Лязгнула дверца сейфа, волной накатила канцелярская затхлость, и перед Лавром Федотовичем возникла Большая Круглая Печать. Лавр Федотович взял ее обеими руками, занес над актом и с силой опустил. Мрачная тень прошла по небу, автомобиль слегка присел на рессорах. Лавр Федотович убрал портфель под сиденье и продолжал:
— Коменданту Колонии товарищу Зубо за безответственное содержание в Колонии иррационального, трансцендентного, а следовательно, реально не существующего болота Коровье Взяло, а также за необеспечение безопасности работы Тройки объявить строгий выговор, но без занесения. Есть еще предложения?
Слегка повредившийся от треволнений Хлебовводов внес предложение приговорить коменданта Зубо к расстрелу с конфискацией имущества и с поражением родственников в правах на двенадцать лет.
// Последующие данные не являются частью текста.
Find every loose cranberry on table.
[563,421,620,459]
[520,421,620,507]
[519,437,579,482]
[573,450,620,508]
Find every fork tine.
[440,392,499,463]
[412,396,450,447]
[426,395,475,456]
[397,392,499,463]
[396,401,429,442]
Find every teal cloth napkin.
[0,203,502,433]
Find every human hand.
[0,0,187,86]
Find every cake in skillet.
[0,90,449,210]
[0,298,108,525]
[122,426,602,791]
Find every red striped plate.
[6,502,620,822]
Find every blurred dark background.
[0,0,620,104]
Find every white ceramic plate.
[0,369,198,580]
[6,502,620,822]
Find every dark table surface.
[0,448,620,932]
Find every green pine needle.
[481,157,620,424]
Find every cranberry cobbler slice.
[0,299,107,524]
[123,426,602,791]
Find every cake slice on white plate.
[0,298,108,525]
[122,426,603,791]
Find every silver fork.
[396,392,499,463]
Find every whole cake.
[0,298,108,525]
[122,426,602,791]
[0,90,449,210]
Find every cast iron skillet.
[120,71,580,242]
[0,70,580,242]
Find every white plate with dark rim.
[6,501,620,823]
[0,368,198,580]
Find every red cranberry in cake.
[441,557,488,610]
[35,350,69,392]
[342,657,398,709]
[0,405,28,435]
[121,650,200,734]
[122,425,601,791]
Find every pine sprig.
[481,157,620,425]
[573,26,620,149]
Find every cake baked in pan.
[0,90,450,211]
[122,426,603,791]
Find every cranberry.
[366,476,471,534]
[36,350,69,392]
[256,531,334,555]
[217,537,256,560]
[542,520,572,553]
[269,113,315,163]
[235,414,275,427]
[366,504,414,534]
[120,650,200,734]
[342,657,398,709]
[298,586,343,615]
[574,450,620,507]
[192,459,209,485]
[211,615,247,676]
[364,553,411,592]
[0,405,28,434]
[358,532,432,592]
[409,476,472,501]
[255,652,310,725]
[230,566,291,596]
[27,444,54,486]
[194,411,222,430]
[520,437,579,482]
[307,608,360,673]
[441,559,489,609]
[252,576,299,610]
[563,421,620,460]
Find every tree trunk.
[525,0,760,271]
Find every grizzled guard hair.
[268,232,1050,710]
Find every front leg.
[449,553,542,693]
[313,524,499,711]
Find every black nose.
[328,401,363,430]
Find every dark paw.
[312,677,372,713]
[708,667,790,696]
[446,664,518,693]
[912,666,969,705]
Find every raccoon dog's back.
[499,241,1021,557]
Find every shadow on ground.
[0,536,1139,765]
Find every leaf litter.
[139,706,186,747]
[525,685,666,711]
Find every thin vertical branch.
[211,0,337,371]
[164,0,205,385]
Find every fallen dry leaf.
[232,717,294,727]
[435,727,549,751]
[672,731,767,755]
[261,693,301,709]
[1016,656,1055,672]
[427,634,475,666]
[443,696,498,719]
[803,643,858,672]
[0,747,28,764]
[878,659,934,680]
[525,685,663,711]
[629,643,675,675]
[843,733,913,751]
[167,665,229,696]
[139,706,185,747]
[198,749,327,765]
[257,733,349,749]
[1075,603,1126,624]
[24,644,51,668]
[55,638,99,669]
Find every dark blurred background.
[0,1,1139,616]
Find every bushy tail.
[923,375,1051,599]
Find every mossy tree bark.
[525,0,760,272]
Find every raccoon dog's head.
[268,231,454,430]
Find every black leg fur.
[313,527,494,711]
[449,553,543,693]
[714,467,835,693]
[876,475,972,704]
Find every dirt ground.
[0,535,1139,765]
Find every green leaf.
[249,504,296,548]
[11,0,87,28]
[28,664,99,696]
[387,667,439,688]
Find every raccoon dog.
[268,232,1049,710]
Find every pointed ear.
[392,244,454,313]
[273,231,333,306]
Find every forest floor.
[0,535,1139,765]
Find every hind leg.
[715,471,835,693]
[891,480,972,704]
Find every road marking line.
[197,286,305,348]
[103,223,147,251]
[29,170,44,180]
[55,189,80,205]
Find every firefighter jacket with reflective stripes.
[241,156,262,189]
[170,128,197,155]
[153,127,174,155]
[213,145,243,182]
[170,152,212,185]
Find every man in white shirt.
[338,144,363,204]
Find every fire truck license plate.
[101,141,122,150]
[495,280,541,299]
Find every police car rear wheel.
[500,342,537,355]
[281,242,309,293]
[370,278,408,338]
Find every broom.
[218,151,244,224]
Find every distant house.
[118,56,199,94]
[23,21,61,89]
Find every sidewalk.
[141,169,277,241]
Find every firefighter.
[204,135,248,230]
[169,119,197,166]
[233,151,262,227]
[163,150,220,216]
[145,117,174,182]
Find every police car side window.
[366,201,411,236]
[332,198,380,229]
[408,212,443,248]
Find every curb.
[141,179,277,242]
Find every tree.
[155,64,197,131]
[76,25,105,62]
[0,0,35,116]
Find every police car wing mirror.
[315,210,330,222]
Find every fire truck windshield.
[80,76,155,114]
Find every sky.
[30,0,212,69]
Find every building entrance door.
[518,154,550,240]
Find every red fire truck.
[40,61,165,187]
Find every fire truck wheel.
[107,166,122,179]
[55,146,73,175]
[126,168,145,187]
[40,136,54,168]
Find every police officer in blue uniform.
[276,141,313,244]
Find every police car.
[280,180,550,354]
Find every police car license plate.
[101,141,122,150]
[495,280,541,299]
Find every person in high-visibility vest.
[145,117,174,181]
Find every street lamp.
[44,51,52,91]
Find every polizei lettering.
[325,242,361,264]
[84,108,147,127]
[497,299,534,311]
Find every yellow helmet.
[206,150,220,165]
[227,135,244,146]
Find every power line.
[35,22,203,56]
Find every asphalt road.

Однако Фарфуркис слабым голосом возразил, что такой меры социальной защиты Тройка применить не вправе, что у него, Фарфуркиса, есть сильное желание подать на коменданта в суд, но что в конечном счете он, Фарфуркис, полностью поддерживает Лавра Федотовича.
— Следующий, — произнес Лавр Федотович. — Что у нас сегодня еще, товарищ Зубо?
— Заколдованное место, — убито сказал комендант. — Недалеко отсюда, километров пять.
— Комары? — осведомился Лавр Федотович.
— Христом богом… — сказал комендант. — Спасителем нашим… Нету их там. Муравьи разве что…
— Хорошо, — констатировал Лавр Федотович. — Осы? Пчелы? — продолжал он, обнаруживая высокую прозорливость и неусыпную заботу о народе.